Biomarkers Landmark-class

B-F1RST Trial: Blood-Based TMB Shows Promise but Needs Refinement for Immunotherapy Selection

The prospective phase II B-F1RST trial evaluated blood-based tumour mutational burden as a standalone predictive biomarker for first-line atezolizumab in 152 NSCLC patients. While bTMB at the pre-defined cutoff of 16 or higher was associated with higher response rates and longer overall survival at 36-month follow-up, the co-primary PFS endpoint was not met.

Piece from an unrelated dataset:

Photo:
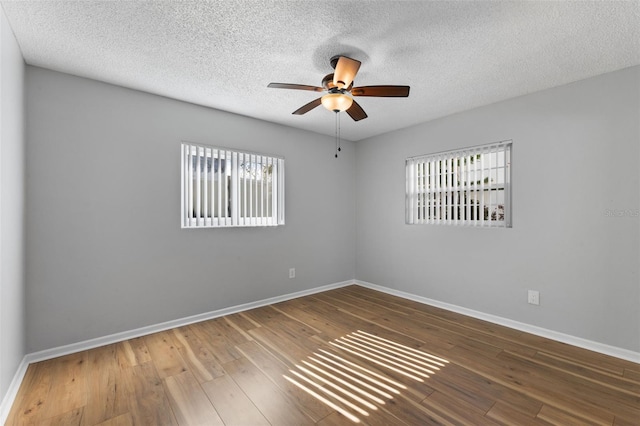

The results indicate that bTMB holds promise but requires further assay optimisation and combination with other biomarkers.

The original study

Blood-based tumor mutational burden as a biomarker for atezolizumab in non-small cell lung cancer: the phase 2 B-F1RST trial.

Authors
Kim ES, Velcheti V, Mekhail T, Yun C, Shagan SM, Hu S, et al.
Journal
Nature medicine
Type
Clinical Trial, Phase II, Journal Article
PMID
35422531
Read the original study →

Original abstract

Tumor mutational burden (TMB) in circulating tumor DNA (ctDNA) has shown promise in predicting benefit from PD-L1/PD-1 inhibitors in retrospective studies. Aiming to assess blood TMB (bTMB) prospectively, we conducted B-F1RST ( NCT02848651 ), an open-label, phase 2 trial that evaluated bTMB as a predictive biomarker for first-line atezolizumab monotherapy in locally advanced or metastatic stage IIIB-IVB non-small cell lung cancer (n = 152). The co-primary endpoints were investigator-assessed objective response rate (ORR) per RECIST version 1.1 and investigator-assessed progression-free survival (PFS) between high and low bTMB subgroups at the pre-defined bTMB ≥ 16 (14.5 mutations per megabase) cutoff. Secondary endpoints included investigator-assessed PFS, overall survival (OS) and duration of response at various bTMB cutoffs, as well as safety. Investigator-assessed PFS in the bTMB ≥ 16 versus bTMB < 16 groups was not statistically significant. However, bTMB ≥ 16 was associated with higher ORR, and ORR improved as bTMB cutoffs increased. No new safety signals were seen. In exploratory analyses, patients with maximum somatic allele frequency (MSAF) < 1% had higher ORR than patients with MSAF ≥ 1%. However, further analysis showed that this effect was driven by better baseline prognostics rather than by MSAF itself. At 36.5-month follow-up, an exploratory analysis of OS found that bTMB ≥ 16 was associated with longer OS than bTMB < 16. Further study and assay optimization will be required to develop bTMB as a predictive, standalone biomarker of immunotherapy or for use in conjunction with other biomarkers.